Les présentations faites, il opina respectueusement du chef lorsque le souverain d’Argogue et d’Amore leva son verre à son intention : « Puisse notre ville vous accueillir comme il se doit, seigneur Rainette. Soyez le bienvenu.
-Votre grandeur est bien aimable. » Carmin s’inclina pratiquement à l’horizontale, la main gauche sur le cœur, le bras droit largement ouvert. Afin de montrer son semblant de sincérité, il continua de fixer le roi. « Votre cité et votre peuple ne souffrent d’aucun égal. Cet environnement m’a tout d’abord troublé, je me dois de l’avouer. Cependant, la noirceur apparente laisse vite place à une douceur enivrante. Savamment parcourue de couleurs, Argogue pousse à la découverte les promeneurs. J’en suis, cela m’instruit. »
L’hôte vida son verre sans empressement, avec une grâce et une légèreté certaine. Puis il fixa Carmin, un sourire subtil au coin des lèvres.

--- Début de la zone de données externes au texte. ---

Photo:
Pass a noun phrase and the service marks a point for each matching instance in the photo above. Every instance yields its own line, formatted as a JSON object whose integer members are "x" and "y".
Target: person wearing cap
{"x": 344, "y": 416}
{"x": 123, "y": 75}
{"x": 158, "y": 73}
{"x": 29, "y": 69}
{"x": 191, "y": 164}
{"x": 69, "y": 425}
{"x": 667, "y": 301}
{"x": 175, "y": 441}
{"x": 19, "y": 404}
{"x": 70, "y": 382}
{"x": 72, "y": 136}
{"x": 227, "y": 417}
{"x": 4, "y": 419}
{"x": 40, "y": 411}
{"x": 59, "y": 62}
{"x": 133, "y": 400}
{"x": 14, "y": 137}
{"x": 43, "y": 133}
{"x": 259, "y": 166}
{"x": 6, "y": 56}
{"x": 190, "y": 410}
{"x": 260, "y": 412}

« Je crois savoir que les toits offrent une vue imprenable sur la ville. Vous sachant poète, cela pourrait nourrir votre art, n’est-ce pas ?»
Les yeux de Carmin ne fixaient plus ceux de son interlocuteur, ils se perdaient dans le vide. Il voulut se retourner et fuir à toutes jambes hors de cette immense salle qui rétrécissait autour de lui. Les murs devenaient des barreaux, les invités, des bourreaux.
« Seigneur Rainette ? »
Il sursauta.
« Oui, Votre Majesté. Pardonnez-moi, votre proposition a provoqué un certain émoi. Je réfléchissais, tant de nouveautés un tel environnement m’apporterait. Je m’y rendrai sous peu, afin de me rendre compte de mes propres yeux.

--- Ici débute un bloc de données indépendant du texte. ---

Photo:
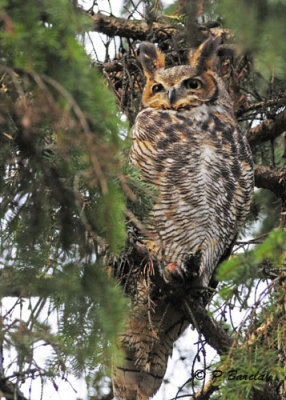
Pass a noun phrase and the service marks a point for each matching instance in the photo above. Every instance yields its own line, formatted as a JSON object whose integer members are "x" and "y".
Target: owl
{"x": 187, "y": 144}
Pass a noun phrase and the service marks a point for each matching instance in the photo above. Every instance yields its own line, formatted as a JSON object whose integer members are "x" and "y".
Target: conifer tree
{"x": 71, "y": 206}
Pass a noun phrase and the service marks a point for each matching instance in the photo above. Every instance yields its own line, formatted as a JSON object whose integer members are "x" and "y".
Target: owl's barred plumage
{"x": 186, "y": 143}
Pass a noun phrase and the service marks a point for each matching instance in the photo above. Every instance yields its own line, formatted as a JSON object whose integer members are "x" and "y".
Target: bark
{"x": 273, "y": 179}
{"x": 133, "y": 29}
{"x": 269, "y": 129}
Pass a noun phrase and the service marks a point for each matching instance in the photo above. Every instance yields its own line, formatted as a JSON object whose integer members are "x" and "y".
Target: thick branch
{"x": 267, "y": 130}
{"x": 273, "y": 179}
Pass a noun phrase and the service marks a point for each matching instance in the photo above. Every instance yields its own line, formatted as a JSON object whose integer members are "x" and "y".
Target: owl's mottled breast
{"x": 201, "y": 164}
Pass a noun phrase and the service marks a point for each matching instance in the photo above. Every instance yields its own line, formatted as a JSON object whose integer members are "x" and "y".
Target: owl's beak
{"x": 172, "y": 96}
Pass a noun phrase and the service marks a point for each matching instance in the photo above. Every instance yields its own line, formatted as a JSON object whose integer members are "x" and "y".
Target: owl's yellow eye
{"x": 193, "y": 84}
{"x": 158, "y": 87}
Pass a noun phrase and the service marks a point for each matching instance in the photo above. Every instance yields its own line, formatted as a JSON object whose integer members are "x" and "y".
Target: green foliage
{"x": 248, "y": 368}
{"x": 61, "y": 202}
{"x": 240, "y": 271}
{"x": 258, "y": 26}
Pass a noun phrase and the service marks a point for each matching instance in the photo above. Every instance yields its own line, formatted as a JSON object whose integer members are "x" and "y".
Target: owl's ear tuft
{"x": 151, "y": 58}
{"x": 204, "y": 57}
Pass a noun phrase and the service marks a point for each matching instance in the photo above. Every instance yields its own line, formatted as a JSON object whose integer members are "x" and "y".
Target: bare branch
{"x": 135, "y": 29}
{"x": 273, "y": 179}
{"x": 267, "y": 130}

-Voilà qui me plaît. Laissez-moi vous présenter Varnille, elle dirige une unité entraînée à l’origine à poursuivre un gêneur qui sévissait à Kopangne. Malheureusement, il est mort sous les coups du duc Guaal avant qu’elle puisse intervenir. »
Sa bouche se crispa de sa propre initiative. Une incompréhension totale régnait dans l’esprit de notre farceur. D’abord, le roi lui signalait qu’il l’avait démasqué et voilà qu’il montrait le contraire. À quel jeu jouaient-ils ? L’absence de règles claires et définies attisait étrangement sa colère. Il ne maîtrisait pas l’instant présent, loin de là.
« Varnille, déclara le souverain, veuillez approcher.
-Oui, Mon Seigneur. » Une femme aux cheveux longs, à la teinte douce et élégante, pareille à du sable blanc, s’avança. Un surcot gris-bleu surpiqué d’entrelacements argentés dissimulait un corps fin et souple. Sa force et son agilité ne souffraient d’aucun doute.
« Maître Rainette ici présent aimerait que vous lui parliez des toits de notre ville. J’ai dans l’idée que cela l’inspirerait pour ses œuvres à venir. Et je compte bien en découvrir une sous peu.
-Bien entendu, veuillez me suivre, déclara-t-elle simplement.
-J’accueille votre aide avec reconnaissance, reprit Carmin de moins en moins à l’aise, votre bonté apportera à mes écrits une certaine radiance. Votre grandeur, je loue votre splendeur. Je vous souhaite une agréable soirée. »
Le souverain le salua dignement et contempla le reste de la salle, comme s’il n’existait plus.
Carmin et la dénommée Varnille firent quelques pas et se fondirent dans la foule avant de se tourner l’un vers l’autre. Par où commencer ? Comment en apprendre plus sur elle et sa troupe sans se dévoiler ? D’ailleurs, savait-elle qui il était réellement, ou le roi bluffait-il en espérant qu’il se vende de lui-même ? En tout cas, le coup de pression fonctionnait très bien.
« Ainsi, entama-t-elle…
-Comment ça, je ne suis pas en mesure de m’occuper des jamures, hurla le roi depuis sa table de banquet !? » Il semblait étrangement rouge et titubant. « Balivernes ! Je, je suis touuuujours le rouua ! Moi, je vous l’dis. » Il tapa maladroitement du poing sur un plat, projetant la sauce du gigot sur les dalles.
-Bien, je crois que je peux considérer cela comme une attaque, avertit Varnille. » Un objet pointu se pressa contre le dos de Carmin. « Vous allez gentiment me suivre, maître grimpeur. En douceur. »
Ses épaules se voûtèrent de déception. Il avait perdu la partie.